I’ve grown to love those boys. Kiran is a little monkey of six or eight with stick-out ears and buck teeth and clothes that are always three sizes too big. He helps his mom with errands and carrying stuff and plays spinning top with thread-needle-eggplant and flying kite with captured butterfly-tethered-to-thread. Kiran helps bring my groceries or laundry upstairs and I give him chocolate or crazy-ball or pop-rocks. Ragu is a tall ten or twelve, very distinguished looking and painfully, Bollywood superstar handsome. He hangs out with his friends and helps his mom. One morning, when he saw me plucking pink flowers from a nearby shrub, Ragu surprised me with two fiery crimson hibiscus blossoms to add to the clay flower-floating pot on my landing. The boys don’t go to school. Even though education is free, books and the mandatory uniforms cost money the family does not have. I’ve talked to Tina. She has sent seven such kids to school, with the help of better-off well-meaning yoga students from abroad. She can talk to their mom, see if there can be a commitment from them to start and stay in school. The money would go directly to the school. But they’d have to want to. And we’d have to go through with this. Because I am not here. Cannot be here. I can’t be here, anymore.

In my mind, I’ve already gone. Lists to do and ask and see and say and I find myself grasping and buying and grabbing and being sad. Even though I said I wouldn’t. Of course I am sad. Even though most of the students I got close to have left already, with only a couple left leaving this week and next and then it will be all “new students”. Even though I will be with my cherished much-missed family in a paradise of hot sun and cool seas and fresh fruit and veggies (Uncooked! Unscrubbed! Unpeeled!) and more sunrises and sunsets and love, so much love. Even though I am working on viewing all this as a beginning, not an ending, as my beloved Sutras teacher Jai Shree said. Of course I am sad. These rooms, these people, this place have been my world, my rituals, since March. While I’ve been here, puppies who would not survive have grown into skinny tenacious dogs. The lot next door transformed into a two-storey building. My hair got longer, then real short. Tina’s kids have gotten bigger, almost too big to play airplane with. Are we ever too big to play airplane? I sure hope not.

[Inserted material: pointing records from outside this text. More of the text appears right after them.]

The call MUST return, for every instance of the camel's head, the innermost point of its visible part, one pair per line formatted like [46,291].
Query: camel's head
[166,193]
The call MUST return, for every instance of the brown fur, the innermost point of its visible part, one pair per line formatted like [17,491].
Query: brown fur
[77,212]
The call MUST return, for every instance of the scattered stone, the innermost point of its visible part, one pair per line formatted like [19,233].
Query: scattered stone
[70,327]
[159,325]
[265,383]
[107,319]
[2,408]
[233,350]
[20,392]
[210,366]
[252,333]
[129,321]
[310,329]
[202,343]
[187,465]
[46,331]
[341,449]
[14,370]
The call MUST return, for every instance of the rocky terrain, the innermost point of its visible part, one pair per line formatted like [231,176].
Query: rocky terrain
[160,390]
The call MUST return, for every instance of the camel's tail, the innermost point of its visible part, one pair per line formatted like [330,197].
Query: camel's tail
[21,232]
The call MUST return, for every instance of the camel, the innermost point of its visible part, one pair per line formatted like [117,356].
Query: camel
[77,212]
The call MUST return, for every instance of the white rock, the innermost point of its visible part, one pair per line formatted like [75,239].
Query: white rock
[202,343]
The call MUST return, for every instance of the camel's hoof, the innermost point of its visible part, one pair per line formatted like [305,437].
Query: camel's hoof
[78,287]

So completely comfortable, happy, at ease here- at the shala and the green market and in town and at Tina’s and at home and on Scoooty and in conference and at temple. Of course I am.

Thursday, July 08, 2004

Guruji's birthday 

So good, this being here business. Enjoying what I've discovered must be the ultimate in luxuries: to follow one’s whims and listen to what needs to be done for you- eat when you are hungry, rest when tired, explore when adventurous, retreat when contemplative, socialize when outgoing and stay quiet when not. In real life (or, in any case, most people’s realities), so much time is spent stifling desires and needs and working when tired or going out when you just want to stay home and spreading yourself thin, so thin. Many do that here, also. It is very easy to do, going from post-practice coconuts to breakfast to shopping to massage to lunch to emailing to coffee to dinner to sleep without a moment’s pause and quiet. Easier. But there is space and time for other, also. Start to still and listen and make time and space for whatever may come or wash away from these weather-weary shores. These waters are crystal clear and cool and deep.

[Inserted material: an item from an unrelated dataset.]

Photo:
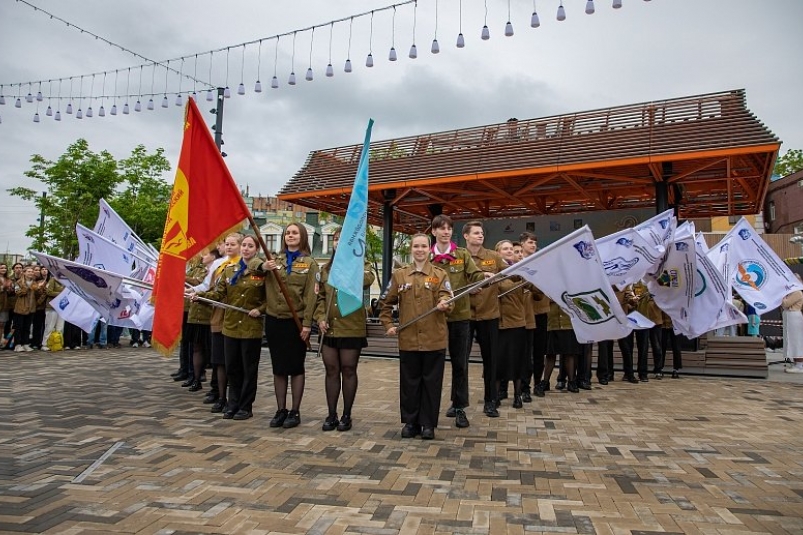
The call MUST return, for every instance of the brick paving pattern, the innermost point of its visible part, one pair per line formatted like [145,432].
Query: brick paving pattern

As I embark on my twilight days of my time here, at just over two weeks to go, it’s all bonus time from hereon out. Pretty much said my farewells, counted blessings, accepted what is a while ago. Slate is cleaned and there for anything else still coming, these last days. What has been coming is deepening relationships and open heart and happy eyes. Can’t hope for too much more than that. Actually, exactly what, if anything, I’d hoped to attain while here: enough strength and heart to spill over and share with others and sustain that state until I can come back and replenish. When I was leaving New York, I worried much about the returning. How I will have less than no money and no job awaiting me. Less worried, now. I can weather this, and that, too. Hopefully score a waitressing gig or three and work my butt off and see how I can do this all over again. All of this. And that, too.